The phrase “hot mess” would seem appropriate if it didn’t carry negative connotations. The Mets are still hot. They’ve won 9 of 12 and made up admirable and serious ground in their quest to return to the playoffs. But how are they not declared a Metropolitan disaster area? The litany of injuries is familiar and depressing enough to not require repeating the identities of all those who have left us for the duration. Of most concern in the present are those who are trying to play and whose play is literally being managed by a manager who has no better options than massaging partial off days out of a demanding schedule.
In real life, the one where we’re trying to catch one more team after passing two, you think you’d not start Yoenis Cespedes  and Asdrubal Cabrera  — arguably your two most vital “everyday” players — in a game against one of your primary rivals? In a different real life, the one before the 9 of 12, you think you’d play them and their aching bodies at all? Terry Collins has little depth and no choice, yet he is compelled to stretch the former and parse the latter.

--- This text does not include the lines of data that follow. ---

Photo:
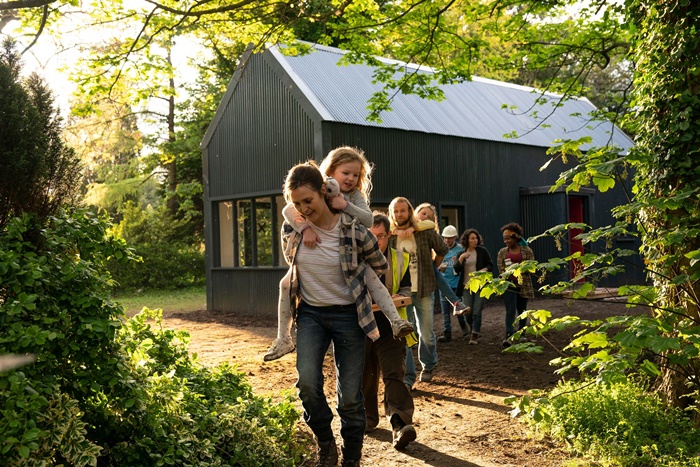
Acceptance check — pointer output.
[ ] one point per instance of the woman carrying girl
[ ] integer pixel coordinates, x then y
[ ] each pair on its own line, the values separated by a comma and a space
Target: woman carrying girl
349, 181
332, 306
475, 258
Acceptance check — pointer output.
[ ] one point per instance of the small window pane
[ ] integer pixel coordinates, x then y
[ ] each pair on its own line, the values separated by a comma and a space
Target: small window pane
226, 234
263, 220
245, 233
279, 201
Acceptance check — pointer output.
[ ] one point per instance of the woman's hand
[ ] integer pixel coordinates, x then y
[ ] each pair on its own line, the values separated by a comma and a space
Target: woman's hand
310, 238
404, 233
338, 202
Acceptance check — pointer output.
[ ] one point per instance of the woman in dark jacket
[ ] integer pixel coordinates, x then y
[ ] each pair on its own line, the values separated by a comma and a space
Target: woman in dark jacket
475, 258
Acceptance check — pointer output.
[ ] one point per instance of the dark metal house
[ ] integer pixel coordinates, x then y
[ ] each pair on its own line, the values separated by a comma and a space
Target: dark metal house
280, 110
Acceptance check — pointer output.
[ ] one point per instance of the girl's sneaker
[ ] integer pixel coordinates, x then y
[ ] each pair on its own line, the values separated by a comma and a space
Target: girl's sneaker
279, 348
461, 309
401, 328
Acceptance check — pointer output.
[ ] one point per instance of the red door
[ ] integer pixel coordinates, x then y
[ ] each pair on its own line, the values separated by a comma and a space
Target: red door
575, 215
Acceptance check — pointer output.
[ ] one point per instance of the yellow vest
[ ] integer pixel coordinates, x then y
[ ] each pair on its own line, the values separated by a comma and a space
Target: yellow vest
399, 266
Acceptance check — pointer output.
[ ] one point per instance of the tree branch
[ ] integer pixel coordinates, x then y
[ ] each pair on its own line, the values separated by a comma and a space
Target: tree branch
24, 4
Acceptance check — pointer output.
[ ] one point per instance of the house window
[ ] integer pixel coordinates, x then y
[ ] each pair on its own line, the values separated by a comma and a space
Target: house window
226, 234
249, 232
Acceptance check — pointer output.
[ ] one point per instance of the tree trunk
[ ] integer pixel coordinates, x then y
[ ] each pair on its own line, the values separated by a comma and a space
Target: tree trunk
667, 54
172, 166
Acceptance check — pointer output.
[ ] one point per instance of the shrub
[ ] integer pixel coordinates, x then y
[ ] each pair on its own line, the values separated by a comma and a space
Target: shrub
617, 424
105, 390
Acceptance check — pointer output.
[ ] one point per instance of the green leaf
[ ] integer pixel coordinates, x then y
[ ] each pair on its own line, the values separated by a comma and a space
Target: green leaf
604, 183
650, 368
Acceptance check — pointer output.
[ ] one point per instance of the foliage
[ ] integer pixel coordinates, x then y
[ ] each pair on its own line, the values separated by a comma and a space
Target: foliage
107, 391
38, 172
618, 424
166, 260
170, 300
161, 266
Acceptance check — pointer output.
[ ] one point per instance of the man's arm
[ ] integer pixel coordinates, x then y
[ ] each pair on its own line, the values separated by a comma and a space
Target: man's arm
405, 286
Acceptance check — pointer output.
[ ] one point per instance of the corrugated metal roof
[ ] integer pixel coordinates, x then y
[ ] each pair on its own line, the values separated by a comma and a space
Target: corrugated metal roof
472, 109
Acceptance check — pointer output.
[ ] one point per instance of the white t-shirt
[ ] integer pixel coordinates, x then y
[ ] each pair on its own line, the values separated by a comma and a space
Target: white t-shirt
469, 267
321, 279
409, 246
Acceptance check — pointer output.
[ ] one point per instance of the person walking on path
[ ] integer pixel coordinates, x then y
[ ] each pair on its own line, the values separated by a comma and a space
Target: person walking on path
332, 306
473, 258
387, 355
348, 184
421, 246
449, 273
515, 298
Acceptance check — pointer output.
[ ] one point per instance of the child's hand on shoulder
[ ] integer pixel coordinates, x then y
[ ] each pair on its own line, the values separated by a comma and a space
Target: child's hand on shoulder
310, 238
338, 202
404, 233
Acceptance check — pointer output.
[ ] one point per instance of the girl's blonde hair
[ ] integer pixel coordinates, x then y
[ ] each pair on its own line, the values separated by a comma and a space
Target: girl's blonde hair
343, 155
432, 210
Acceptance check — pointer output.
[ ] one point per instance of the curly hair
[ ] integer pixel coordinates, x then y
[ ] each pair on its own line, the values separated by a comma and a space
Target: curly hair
343, 155
433, 211
464, 239
513, 227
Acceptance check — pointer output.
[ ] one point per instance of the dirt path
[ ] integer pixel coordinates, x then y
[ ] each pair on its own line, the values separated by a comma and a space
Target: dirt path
460, 416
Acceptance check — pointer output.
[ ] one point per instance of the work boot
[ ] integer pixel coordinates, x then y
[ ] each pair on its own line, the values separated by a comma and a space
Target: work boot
401, 328
403, 436
327, 454
279, 348
461, 309
445, 337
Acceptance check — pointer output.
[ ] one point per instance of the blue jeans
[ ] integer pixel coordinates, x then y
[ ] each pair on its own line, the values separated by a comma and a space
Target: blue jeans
443, 286
476, 302
316, 329
447, 310
422, 320
515, 305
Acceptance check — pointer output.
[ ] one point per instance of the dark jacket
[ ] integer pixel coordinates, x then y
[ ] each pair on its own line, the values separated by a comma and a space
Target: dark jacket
483, 260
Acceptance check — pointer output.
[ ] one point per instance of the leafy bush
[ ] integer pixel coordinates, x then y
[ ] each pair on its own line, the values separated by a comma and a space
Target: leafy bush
108, 391
617, 424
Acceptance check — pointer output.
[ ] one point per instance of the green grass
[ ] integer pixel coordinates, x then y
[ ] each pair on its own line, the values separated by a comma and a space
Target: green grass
171, 301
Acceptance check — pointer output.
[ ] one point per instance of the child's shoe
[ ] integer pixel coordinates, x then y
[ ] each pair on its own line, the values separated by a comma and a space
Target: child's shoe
279, 348
401, 328
461, 309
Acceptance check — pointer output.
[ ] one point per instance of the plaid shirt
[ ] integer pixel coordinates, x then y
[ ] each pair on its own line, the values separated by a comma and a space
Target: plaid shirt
358, 250
427, 241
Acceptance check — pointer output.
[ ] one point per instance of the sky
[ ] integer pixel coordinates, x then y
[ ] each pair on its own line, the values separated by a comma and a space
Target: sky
53, 57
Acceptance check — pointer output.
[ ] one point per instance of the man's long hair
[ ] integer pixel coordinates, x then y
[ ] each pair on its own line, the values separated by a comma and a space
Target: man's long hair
412, 215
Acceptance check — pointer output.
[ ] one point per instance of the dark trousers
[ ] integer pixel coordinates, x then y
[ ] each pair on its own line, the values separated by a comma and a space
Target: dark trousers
386, 355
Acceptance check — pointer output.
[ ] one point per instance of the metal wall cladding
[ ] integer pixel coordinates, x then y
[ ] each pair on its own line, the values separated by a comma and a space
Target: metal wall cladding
263, 132
483, 176
249, 291
539, 212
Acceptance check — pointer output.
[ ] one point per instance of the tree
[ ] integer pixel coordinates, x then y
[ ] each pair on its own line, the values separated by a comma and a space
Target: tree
38, 172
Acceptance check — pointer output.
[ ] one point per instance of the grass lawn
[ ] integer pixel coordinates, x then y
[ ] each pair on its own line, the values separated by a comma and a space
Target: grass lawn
170, 301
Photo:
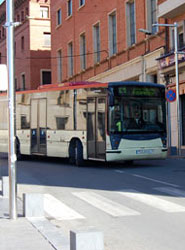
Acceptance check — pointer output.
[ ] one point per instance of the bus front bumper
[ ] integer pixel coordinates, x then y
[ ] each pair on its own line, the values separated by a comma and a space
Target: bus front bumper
136, 154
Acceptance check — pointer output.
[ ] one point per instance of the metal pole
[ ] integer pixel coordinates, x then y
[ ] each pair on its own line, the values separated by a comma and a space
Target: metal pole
11, 110
177, 88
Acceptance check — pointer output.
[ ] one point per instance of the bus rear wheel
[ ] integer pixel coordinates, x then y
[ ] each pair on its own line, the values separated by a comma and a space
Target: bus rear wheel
76, 153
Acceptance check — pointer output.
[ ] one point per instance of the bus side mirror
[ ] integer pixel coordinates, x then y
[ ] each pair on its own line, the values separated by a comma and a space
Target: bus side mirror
111, 100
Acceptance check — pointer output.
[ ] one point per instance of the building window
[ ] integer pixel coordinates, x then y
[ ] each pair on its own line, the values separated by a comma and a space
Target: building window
112, 34
59, 17
15, 48
46, 77
59, 65
47, 39
44, 12
152, 15
22, 16
83, 51
23, 82
181, 36
22, 43
69, 7
131, 24
70, 59
27, 11
96, 35
15, 81
82, 2
3, 31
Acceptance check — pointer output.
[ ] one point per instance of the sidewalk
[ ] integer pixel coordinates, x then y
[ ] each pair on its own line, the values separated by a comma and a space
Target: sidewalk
19, 234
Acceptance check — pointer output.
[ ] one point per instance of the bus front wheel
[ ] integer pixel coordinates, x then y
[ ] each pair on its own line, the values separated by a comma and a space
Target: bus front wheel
76, 153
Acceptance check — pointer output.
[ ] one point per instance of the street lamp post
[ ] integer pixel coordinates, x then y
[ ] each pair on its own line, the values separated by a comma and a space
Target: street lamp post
176, 52
11, 110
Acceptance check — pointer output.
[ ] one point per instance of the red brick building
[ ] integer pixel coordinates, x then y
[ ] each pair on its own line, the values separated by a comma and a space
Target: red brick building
100, 40
32, 42
174, 11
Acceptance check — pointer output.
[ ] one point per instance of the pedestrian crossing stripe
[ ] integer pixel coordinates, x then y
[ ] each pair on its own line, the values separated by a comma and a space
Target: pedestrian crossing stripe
153, 201
57, 209
172, 191
110, 207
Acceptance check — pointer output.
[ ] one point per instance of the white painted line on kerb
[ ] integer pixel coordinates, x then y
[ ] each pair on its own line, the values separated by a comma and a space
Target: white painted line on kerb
59, 210
172, 191
119, 171
153, 201
108, 206
150, 179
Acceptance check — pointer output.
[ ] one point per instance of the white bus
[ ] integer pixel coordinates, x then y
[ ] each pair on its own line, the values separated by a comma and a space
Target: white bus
115, 121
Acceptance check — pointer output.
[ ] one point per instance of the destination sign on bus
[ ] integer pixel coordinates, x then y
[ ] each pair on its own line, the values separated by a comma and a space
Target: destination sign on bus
137, 91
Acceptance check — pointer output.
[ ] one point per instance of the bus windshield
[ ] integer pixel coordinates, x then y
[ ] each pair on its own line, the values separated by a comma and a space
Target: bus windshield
137, 114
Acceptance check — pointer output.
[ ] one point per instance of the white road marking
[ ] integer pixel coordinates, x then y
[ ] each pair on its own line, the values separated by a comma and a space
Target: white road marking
153, 201
172, 191
59, 210
119, 171
104, 204
162, 182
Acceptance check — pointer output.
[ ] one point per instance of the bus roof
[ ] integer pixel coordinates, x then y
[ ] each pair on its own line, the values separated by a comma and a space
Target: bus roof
134, 83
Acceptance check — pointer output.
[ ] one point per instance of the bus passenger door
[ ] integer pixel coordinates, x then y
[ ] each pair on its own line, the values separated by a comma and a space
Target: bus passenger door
96, 127
38, 126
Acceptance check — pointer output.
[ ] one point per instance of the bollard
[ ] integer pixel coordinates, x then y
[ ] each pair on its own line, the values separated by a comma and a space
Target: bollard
33, 205
5, 186
86, 240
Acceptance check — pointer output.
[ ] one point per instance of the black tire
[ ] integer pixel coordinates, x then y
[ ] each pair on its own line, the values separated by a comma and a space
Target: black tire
79, 161
76, 153
72, 153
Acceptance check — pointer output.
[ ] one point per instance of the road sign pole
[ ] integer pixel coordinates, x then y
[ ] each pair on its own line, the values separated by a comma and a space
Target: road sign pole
11, 111
177, 87
176, 52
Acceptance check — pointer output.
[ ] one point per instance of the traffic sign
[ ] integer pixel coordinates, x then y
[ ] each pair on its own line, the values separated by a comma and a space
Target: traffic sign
171, 95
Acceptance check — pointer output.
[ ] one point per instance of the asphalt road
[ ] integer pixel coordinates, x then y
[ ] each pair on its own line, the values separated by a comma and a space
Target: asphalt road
136, 207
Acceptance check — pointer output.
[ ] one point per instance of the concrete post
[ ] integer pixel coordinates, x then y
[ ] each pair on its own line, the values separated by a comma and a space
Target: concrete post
33, 205
86, 240
5, 186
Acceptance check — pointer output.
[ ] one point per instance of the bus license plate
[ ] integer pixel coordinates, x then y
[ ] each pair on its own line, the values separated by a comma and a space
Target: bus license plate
144, 151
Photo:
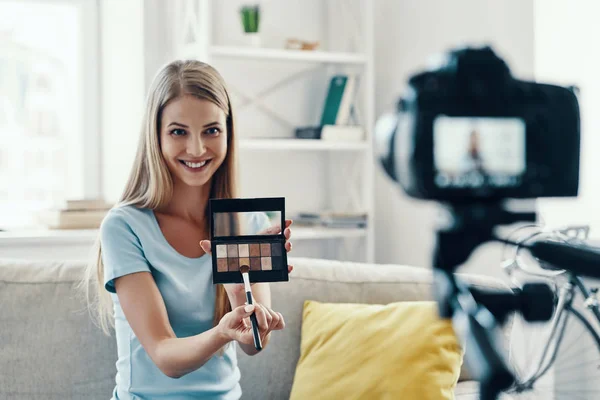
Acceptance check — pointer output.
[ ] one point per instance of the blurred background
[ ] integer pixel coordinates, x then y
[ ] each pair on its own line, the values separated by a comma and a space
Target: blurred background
74, 75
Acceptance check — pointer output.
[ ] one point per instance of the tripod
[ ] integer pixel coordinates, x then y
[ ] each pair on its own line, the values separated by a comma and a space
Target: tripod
477, 316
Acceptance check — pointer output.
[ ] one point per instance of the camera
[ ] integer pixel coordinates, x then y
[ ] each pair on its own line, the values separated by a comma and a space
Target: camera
468, 130
469, 135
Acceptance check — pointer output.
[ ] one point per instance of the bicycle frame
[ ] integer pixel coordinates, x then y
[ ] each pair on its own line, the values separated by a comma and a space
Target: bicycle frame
558, 325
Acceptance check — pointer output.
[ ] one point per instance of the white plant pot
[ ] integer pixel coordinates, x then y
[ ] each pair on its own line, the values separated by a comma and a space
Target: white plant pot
252, 39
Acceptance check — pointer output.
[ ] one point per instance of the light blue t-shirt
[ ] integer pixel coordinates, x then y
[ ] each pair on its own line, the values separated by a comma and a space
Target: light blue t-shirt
132, 242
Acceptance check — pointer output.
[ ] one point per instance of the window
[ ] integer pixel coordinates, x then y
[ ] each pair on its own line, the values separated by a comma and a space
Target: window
48, 113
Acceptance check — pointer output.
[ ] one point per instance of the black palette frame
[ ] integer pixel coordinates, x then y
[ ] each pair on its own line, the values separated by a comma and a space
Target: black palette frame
264, 204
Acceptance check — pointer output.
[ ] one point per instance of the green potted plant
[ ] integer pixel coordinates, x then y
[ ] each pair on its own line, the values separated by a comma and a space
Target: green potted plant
250, 16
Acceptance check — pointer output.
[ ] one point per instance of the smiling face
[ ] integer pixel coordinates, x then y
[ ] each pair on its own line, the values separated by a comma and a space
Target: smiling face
193, 137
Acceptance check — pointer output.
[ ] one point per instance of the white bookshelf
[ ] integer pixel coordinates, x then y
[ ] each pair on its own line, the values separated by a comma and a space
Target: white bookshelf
210, 18
301, 144
287, 55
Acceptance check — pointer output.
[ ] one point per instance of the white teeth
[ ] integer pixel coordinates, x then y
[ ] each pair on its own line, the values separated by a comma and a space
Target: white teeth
195, 165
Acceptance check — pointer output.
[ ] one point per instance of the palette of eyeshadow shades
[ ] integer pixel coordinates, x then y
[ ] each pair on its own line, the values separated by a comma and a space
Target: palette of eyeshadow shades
234, 245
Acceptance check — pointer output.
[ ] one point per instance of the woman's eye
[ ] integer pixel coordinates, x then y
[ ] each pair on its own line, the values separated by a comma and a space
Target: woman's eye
178, 132
213, 131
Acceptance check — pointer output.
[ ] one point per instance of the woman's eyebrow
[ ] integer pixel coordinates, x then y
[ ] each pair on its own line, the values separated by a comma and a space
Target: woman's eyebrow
178, 124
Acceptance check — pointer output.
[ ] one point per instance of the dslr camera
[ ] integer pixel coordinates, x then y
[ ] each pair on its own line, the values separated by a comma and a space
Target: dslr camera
468, 130
469, 135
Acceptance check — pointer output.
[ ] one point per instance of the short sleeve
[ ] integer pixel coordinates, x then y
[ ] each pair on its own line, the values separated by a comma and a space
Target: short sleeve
122, 252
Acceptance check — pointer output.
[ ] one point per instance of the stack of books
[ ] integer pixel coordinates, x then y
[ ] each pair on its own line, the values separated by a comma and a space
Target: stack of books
331, 219
75, 214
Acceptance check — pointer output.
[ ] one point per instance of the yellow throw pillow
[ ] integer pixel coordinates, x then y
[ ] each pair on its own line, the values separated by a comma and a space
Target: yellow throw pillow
360, 351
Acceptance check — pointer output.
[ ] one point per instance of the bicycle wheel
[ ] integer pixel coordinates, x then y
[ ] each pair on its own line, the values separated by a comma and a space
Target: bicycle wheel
571, 372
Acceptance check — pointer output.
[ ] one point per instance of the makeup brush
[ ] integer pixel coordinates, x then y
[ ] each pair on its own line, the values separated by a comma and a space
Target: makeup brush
244, 269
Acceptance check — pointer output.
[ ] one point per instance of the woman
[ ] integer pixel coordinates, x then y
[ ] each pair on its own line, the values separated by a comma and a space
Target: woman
175, 330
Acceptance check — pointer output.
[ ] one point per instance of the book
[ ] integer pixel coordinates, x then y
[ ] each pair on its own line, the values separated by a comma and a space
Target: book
83, 204
342, 133
75, 219
339, 99
332, 133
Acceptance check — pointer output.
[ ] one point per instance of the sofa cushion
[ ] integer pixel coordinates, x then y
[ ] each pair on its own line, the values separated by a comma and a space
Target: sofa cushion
49, 348
333, 282
357, 351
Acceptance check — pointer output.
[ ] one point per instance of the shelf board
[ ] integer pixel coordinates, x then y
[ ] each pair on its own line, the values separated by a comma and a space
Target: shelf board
306, 232
301, 144
287, 55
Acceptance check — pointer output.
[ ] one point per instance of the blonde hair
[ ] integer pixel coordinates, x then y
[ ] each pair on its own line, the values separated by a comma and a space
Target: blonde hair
150, 184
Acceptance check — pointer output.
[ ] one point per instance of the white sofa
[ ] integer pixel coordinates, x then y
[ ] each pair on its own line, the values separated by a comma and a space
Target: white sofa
49, 349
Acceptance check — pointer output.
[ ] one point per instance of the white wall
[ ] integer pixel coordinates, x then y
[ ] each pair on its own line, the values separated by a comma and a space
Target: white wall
407, 34
565, 53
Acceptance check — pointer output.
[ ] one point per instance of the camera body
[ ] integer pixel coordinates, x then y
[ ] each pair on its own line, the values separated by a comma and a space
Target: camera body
469, 131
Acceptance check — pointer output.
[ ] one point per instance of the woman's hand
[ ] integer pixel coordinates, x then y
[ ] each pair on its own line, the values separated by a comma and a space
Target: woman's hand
235, 290
236, 325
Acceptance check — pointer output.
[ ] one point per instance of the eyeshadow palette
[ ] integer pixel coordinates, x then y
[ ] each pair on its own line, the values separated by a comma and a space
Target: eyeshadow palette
248, 232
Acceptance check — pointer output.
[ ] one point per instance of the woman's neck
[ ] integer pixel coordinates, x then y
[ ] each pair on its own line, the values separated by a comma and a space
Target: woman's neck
189, 202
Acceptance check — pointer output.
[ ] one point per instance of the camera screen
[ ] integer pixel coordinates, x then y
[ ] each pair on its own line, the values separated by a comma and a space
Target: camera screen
473, 152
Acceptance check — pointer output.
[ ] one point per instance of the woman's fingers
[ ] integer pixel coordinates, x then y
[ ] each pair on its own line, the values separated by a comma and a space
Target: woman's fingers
280, 322
261, 317
205, 245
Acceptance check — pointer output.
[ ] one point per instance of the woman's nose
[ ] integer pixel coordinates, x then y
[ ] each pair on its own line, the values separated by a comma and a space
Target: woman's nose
196, 146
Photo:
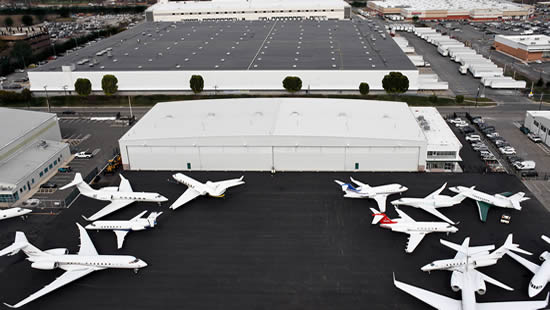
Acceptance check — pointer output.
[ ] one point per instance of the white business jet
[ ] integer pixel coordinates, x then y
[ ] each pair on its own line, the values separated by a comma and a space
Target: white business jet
196, 188
76, 266
120, 196
122, 228
405, 224
485, 201
431, 202
378, 193
14, 212
541, 272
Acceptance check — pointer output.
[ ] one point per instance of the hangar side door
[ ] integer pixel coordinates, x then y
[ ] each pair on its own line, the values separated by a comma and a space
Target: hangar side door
308, 158
163, 158
382, 158
224, 158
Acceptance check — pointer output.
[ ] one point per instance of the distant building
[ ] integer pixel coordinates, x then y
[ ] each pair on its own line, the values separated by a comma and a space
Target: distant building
524, 47
30, 149
453, 10
172, 11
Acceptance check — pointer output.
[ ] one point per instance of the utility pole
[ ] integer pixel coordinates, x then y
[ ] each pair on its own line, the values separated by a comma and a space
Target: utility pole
47, 98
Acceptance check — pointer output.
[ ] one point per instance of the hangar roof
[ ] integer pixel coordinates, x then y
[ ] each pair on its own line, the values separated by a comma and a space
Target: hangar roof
241, 45
293, 121
16, 123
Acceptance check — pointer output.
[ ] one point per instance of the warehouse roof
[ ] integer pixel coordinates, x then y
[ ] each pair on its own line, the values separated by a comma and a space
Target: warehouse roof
241, 45
254, 119
16, 123
244, 4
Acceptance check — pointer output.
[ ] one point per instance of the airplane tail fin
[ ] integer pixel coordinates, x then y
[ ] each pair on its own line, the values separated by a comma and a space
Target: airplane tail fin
79, 183
377, 216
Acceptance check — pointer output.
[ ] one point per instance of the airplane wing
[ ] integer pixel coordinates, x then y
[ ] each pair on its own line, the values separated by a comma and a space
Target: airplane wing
494, 282
381, 201
230, 183
414, 241
437, 192
110, 208
124, 185
66, 278
438, 214
86, 245
527, 264
120, 235
433, 299
513, 305
187, 196
483, 209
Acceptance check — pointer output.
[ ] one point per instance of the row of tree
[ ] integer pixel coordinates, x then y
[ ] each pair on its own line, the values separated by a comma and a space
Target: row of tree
393, 83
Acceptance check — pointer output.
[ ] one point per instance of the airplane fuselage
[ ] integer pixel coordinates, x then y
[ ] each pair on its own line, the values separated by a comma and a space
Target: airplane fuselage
96, 261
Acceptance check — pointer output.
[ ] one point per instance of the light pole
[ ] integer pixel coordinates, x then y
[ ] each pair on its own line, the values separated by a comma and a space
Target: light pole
47, 98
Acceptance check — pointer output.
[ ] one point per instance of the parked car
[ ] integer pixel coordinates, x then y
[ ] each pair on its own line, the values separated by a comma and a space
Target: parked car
85, 155
48, 185
533, 137
65, 169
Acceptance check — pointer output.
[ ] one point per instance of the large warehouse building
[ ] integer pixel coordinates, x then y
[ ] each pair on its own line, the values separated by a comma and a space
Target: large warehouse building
524, 47
282, 134
477, 10
229, 10
30, 149
234, 56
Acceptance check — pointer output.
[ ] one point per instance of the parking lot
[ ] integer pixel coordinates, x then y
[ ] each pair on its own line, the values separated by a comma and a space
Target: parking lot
284, 241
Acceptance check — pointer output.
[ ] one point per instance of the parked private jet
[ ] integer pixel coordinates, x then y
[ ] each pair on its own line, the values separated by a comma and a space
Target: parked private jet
405, 224
14, 212
76, 266
431, 202
196, 188
122, 228
378, 193
541, 272
485, 201
120, 196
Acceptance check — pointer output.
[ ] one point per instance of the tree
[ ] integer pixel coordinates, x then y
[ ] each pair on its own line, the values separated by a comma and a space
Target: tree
83, 87
22, 51
8, 21
395, 83
292, 83
27, 20
196, 83
364, 88
109, 84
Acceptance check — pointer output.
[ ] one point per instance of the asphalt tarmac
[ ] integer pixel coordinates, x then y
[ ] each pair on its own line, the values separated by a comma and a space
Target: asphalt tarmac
283, 241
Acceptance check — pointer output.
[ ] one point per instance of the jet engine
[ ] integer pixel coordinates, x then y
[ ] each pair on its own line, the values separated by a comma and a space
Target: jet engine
44, 265
457, 280
480, 286
57, 251
484, 262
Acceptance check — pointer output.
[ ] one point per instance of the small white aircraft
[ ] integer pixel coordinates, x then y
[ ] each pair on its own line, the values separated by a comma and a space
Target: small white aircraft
14, 212
122, 228
467, 259
431, 202
485, 201
468, 300
196, 188
76, 266
405, 224
120, 196
378, 193
541, 273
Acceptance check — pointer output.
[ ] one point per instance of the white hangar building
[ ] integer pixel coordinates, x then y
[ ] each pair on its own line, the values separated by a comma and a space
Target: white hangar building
281, 134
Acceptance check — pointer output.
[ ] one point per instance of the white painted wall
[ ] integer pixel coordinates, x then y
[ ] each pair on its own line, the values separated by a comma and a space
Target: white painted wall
220, 80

Rosters were expanded Thursday, and the Mets still don’t seem to have enough players. Until further figurings, Neil Walker ’s absence looms as a very serious impediment to roster dexterity, though potentially a boon to Peyton Manning’s Sunday get-togethers, for if brother Eli can’t make it, there’s an overflow contingent of unoccupied Mets who can gingerly come over and partake of his nachos and DirecTV Sunday Ticket — and Peyton really does seem kind of lonely.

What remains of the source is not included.